ILS localiser coverage and the protected zone

The localiser is part of an Instrument Landing System (ILS) and is used by pilots to guide an aircraft during final approach. It provides lateral guidance helping to align an aircraft with the runway centreline.

Flying over a real-world scale model of the signal emitted from an ILS localiser. Created with Unreal Engine 5.

Localisers emit a highly directional radio signal transmitted from a fixed antenna system. This video shows a sample profile of the pattern emitted by the localiser which envelopes a defined protected zone.

This protected zone commonly defines an area of ±10° at a range of 25 nautical miles (NM) and ±35° at a range of 17 NM, guaranteeing an area which is free from lateral lobe interference of side lobes. ILS guidance should not be enabled outside of this zone.

ILS localiser coverage and the protected zone rendered in 3D.

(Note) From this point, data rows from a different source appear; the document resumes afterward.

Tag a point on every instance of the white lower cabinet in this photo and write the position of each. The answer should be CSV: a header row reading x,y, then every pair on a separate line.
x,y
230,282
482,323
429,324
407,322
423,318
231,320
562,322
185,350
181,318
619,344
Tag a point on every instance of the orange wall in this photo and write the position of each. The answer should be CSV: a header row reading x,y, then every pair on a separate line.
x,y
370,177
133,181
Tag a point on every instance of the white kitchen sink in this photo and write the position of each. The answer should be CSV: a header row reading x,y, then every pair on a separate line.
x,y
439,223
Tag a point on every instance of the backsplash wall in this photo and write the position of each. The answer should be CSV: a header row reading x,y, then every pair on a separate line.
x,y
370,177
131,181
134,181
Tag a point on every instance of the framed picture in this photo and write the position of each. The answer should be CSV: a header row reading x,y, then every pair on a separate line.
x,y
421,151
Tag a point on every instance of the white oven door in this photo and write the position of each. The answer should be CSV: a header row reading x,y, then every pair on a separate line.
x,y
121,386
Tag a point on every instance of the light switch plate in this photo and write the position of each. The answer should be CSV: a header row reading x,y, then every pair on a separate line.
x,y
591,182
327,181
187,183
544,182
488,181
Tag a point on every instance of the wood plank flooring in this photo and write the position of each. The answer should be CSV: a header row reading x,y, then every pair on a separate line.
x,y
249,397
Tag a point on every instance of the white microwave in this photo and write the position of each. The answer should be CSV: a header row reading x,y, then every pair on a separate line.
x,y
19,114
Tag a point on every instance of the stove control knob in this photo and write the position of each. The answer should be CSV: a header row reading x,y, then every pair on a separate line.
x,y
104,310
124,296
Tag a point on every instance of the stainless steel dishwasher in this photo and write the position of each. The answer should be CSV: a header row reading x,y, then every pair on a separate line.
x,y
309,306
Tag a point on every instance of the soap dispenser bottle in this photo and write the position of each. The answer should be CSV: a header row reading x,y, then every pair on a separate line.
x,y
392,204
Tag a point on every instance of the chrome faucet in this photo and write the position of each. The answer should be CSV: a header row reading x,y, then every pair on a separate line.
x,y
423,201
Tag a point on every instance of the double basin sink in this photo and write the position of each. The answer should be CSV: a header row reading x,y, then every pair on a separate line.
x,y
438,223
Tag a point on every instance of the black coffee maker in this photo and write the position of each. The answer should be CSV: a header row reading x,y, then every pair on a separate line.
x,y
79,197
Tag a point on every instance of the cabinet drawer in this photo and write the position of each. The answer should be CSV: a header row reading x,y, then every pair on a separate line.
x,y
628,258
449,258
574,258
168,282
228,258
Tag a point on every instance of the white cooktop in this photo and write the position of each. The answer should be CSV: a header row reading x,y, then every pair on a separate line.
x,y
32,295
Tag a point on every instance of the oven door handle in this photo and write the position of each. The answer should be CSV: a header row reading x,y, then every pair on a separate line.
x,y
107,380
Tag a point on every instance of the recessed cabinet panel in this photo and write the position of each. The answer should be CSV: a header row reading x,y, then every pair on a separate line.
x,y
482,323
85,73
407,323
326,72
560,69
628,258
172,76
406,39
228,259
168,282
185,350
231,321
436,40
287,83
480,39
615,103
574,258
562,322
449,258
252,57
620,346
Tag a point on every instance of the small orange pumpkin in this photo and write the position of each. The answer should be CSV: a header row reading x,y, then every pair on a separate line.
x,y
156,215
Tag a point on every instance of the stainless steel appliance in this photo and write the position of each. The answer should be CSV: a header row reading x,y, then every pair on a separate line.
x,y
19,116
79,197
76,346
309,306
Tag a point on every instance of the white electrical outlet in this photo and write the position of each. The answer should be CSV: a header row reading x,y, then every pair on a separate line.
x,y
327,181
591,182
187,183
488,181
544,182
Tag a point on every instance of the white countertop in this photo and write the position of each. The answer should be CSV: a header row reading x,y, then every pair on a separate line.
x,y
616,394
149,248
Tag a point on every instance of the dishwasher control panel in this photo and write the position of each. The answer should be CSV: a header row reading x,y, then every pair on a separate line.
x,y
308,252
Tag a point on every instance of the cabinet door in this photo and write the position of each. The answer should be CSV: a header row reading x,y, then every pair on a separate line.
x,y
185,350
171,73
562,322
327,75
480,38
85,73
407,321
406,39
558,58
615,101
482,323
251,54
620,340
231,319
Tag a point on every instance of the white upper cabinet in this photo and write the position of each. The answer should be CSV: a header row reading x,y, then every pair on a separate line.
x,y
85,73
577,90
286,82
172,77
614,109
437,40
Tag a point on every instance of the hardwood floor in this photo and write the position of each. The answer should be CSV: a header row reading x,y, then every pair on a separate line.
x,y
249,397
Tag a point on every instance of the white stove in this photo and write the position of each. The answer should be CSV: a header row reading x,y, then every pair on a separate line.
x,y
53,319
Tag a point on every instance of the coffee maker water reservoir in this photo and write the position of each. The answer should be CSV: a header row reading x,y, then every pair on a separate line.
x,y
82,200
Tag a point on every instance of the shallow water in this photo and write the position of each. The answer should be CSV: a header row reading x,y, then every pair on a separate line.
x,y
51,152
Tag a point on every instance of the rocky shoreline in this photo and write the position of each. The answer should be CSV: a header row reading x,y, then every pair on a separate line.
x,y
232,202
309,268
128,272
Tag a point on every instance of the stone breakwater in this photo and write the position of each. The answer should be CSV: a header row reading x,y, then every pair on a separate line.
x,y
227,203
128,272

Also shown is the area of reduced localiser coverage, which helps reduce signal reflections from nearby buildings. This begins at ±15° at a range of 17 NM and raises the height above threshold (HAT) from 2,000ft up to 4,500ft at the ±35° limit. A HAT of 1,000ft above the elevation of the highest obstacle is used when required.

Although these shapes would not normally be visible when using a training simulator, it can be useful for visualising the real-world scale of the signal and also for validating that flight instruments are correctly calibrated.

Learn more about the realtime flight simulator project built with Unreal Engine.

Explore a general overview of localiser coverage in 3D, plus augmented and virtual reality on Sketchfab.

Note that this interactive realtime model shows a general overview of localiser coverage, rather than a specific airport setup. Individual installations will typically be determined by local authorities.

An area of London is displayed only to provide a general sense of scale.